I think I see what you're trying to do. But including Mathias, Pollard, Kenwood and Lougheed, etc on the list includes "straight" economic history from a pre-cliometric perspective and these cannot be read without having a better grasp of standard theory and of the heavily revisionist work by Crafts, McCloskey et al that has followed.

Moroever, many of these authors try to be atheoretical but in fact bring in implicit theorizing which must be confronted by at least verbal supply and demand analysis. [See Mokyr's "Demand vs Supply in the IR" for a mostly non-technical takedown of ambiguous reasoning in earlier historical work.]

But I do see the value of thick history to complement economic history which is often too narrowly statistical. But as a comparison of earlier statistics -- which are used descriptively by many on your list -- to post Cliometric work shows the alternative to using statistics and explicit theory is often statistical description with implicit theorizing.

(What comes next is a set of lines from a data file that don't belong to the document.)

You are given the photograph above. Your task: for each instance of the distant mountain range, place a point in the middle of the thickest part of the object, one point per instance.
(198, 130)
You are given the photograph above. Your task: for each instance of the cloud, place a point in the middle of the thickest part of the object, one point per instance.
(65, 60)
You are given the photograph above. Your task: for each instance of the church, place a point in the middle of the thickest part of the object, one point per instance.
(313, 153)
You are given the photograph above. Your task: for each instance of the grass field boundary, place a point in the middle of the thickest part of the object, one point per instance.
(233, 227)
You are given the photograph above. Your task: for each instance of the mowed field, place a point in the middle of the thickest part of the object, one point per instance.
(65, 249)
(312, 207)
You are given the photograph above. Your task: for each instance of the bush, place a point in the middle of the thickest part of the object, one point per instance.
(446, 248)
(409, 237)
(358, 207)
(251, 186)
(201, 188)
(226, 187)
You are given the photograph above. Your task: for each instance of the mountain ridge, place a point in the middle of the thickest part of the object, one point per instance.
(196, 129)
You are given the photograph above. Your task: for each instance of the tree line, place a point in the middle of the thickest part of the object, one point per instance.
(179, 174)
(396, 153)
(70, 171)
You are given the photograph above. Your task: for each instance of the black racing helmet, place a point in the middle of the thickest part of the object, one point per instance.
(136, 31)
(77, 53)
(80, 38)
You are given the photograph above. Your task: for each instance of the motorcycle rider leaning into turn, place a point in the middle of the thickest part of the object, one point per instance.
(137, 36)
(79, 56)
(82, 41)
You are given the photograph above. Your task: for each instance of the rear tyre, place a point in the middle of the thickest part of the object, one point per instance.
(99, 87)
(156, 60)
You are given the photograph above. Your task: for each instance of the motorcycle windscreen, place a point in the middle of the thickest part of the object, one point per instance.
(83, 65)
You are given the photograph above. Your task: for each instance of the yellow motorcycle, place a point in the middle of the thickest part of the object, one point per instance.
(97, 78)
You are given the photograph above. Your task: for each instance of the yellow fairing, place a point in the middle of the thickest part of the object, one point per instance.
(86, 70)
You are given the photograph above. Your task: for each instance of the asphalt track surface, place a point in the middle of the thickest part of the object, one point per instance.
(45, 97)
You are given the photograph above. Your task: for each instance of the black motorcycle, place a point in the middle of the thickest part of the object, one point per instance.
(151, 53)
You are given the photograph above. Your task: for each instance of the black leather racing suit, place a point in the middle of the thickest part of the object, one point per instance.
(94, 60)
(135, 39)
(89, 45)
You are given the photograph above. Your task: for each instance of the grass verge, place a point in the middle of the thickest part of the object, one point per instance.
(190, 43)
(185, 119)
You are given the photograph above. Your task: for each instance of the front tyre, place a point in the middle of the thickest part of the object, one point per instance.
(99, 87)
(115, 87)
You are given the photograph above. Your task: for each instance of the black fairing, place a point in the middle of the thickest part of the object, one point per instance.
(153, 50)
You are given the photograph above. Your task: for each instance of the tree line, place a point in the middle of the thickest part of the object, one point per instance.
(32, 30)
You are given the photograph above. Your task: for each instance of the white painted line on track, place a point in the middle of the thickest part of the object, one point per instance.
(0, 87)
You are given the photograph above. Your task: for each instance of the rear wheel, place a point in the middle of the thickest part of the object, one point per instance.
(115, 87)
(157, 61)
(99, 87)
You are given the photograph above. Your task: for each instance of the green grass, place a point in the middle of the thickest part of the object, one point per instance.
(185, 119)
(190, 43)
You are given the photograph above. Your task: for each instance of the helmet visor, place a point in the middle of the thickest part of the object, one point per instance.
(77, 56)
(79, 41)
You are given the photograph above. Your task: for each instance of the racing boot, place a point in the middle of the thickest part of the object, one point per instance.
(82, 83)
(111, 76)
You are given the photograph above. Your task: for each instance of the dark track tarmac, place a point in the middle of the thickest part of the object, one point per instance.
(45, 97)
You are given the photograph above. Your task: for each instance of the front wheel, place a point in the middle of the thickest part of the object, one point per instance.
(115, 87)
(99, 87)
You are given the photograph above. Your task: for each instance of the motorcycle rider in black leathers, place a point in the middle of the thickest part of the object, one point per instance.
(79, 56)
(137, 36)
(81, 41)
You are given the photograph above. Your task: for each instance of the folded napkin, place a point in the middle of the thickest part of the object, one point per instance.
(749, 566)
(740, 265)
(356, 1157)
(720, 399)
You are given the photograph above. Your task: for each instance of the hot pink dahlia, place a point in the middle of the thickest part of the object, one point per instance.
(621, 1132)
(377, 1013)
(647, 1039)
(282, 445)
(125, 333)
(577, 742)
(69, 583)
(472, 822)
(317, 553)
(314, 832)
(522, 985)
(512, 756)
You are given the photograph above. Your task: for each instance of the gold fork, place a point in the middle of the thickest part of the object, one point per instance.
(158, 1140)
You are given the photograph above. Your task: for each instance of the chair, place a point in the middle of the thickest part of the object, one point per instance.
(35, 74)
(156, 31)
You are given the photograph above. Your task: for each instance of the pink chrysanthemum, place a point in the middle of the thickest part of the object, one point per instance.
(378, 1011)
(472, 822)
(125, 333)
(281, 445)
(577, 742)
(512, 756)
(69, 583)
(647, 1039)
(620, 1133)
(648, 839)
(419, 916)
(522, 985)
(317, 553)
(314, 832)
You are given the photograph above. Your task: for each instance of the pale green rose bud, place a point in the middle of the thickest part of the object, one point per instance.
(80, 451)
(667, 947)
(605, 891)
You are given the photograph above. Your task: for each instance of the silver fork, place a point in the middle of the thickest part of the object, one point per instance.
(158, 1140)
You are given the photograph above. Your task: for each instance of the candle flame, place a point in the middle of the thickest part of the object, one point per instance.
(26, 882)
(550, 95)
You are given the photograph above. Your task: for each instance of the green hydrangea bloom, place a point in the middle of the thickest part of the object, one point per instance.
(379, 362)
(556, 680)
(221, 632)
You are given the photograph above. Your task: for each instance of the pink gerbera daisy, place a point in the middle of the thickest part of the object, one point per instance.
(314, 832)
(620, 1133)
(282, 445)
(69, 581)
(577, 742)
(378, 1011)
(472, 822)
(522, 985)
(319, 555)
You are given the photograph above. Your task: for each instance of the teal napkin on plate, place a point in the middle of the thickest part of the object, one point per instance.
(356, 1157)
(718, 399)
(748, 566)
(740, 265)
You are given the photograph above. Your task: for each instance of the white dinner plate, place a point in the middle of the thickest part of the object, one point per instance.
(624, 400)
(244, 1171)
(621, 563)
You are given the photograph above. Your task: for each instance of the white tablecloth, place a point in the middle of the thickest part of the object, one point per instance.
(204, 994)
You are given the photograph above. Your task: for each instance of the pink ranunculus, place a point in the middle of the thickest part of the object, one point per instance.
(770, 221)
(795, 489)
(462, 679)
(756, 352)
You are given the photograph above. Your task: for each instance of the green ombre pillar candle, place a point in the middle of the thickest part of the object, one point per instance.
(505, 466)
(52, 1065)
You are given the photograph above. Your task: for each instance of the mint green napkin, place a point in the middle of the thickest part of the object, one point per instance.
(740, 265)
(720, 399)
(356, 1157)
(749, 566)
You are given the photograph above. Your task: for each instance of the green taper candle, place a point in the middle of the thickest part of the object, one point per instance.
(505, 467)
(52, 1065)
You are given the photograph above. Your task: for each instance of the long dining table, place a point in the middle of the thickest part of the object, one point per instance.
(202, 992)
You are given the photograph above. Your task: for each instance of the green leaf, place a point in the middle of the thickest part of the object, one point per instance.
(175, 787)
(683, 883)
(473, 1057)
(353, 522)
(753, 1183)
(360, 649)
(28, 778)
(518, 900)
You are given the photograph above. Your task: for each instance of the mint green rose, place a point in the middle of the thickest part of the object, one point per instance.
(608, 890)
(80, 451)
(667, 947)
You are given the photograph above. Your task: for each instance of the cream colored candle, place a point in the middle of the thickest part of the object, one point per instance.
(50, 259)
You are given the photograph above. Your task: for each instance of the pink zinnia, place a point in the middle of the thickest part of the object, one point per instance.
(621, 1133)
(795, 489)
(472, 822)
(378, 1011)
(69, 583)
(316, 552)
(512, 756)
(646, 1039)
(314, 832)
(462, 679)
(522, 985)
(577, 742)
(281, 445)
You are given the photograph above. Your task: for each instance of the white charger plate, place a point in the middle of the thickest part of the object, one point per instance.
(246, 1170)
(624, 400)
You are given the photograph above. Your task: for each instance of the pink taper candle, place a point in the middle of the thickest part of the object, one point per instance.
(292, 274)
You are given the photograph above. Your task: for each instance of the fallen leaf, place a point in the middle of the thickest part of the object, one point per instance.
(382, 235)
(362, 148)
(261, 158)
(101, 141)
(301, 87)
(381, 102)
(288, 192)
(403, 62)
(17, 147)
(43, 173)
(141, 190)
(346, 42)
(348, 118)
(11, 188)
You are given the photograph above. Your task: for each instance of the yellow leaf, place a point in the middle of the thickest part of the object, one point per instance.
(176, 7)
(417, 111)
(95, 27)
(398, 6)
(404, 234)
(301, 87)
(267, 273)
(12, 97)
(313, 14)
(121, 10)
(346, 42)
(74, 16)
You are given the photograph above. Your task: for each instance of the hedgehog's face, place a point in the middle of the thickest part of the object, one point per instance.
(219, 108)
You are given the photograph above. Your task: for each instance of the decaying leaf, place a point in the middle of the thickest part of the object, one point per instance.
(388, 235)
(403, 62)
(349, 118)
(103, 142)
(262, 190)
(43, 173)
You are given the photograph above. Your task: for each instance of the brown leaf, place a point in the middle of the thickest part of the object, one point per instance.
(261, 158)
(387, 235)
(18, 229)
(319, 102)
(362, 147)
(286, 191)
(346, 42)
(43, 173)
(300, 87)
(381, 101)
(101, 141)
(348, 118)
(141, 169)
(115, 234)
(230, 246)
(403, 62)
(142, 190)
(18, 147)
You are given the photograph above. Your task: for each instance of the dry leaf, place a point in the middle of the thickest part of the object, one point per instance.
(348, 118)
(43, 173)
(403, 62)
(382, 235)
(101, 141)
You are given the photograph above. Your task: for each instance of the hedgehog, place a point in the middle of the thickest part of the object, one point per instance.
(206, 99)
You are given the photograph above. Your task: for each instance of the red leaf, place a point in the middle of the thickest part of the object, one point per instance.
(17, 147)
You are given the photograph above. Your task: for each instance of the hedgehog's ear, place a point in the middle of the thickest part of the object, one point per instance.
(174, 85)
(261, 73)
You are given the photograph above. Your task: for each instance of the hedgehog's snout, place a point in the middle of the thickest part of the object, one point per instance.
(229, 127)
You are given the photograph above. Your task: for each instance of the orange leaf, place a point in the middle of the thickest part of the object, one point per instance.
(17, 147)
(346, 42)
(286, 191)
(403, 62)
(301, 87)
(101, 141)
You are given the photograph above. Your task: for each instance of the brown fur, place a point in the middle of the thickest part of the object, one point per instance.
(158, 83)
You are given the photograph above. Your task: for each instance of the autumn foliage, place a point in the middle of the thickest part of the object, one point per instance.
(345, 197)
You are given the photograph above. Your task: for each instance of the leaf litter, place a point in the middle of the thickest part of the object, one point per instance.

I realize I am biased, but I don't see how it is possible to do social history of the British IR without dealing with explicitly economic frameworks.

1. There’s just a bit more than tables & non-theory in the works cited. They deal (inter alia) with such things as: various craft activities, the actual goods produced, new services supplied, changes in agricultural activities, changes in direction of trade, in imports & exports, etc. These are what people actually did. _Without_ these, no statistical & other constructs. It is such activities that supply the ‘data’ for cliometrics. Thus the two can be placed side by side. Incidentally, Maxine Berg _does_ cover both Crafts & also Feinstein, etc.

2. ‘Social’ history is necessary (inter alia) to understand changes & modifications in the ends that people regarded as valuable. This in turn brings about changes in the content of the means used. Thus there are changes in people’s activities, in the goods & services produced, etc. Certainly the range of goods & services produced expands, as do quantities produced; & qualities improve. But this manifests as: more people now achieving a wider range of the ends they regard as valuable. We come back to changes in people’s actions, in the kinds of things they do.

What sorts of changes then follow in the ‘data’ used in cliometrics? That depends on the particular circumstances.

3. The ‘Industrial Revolution’ so-called. -- Once upon a time, a huge discontinuity was seen in the period running from the late 18th to the early 19th century. That was _before_ all the research into the changes, ‘expansion’, etc. in early modern England, especially into the vast new range of consumer goods produced/imported. Once the picture of the 16th/17th centuries became much clearer, the continuities into the 18th century appeared, & the further changes that occurred in it also became much clearer. Then Crafts & others constructed growth rates that apparently changed little through the 18th century & into the early 19th. At grass roots level, there are gradual but cumulative changes in what people did.

This is what the term _now_ covers. As research proceeds, no doubt our picture of the 16th-18th centuries will continue to change, be modified, etc.

Would you be able to provide also a list of essential reading in the history of economic thought? It would be a useful complement to Sudha's list, I think.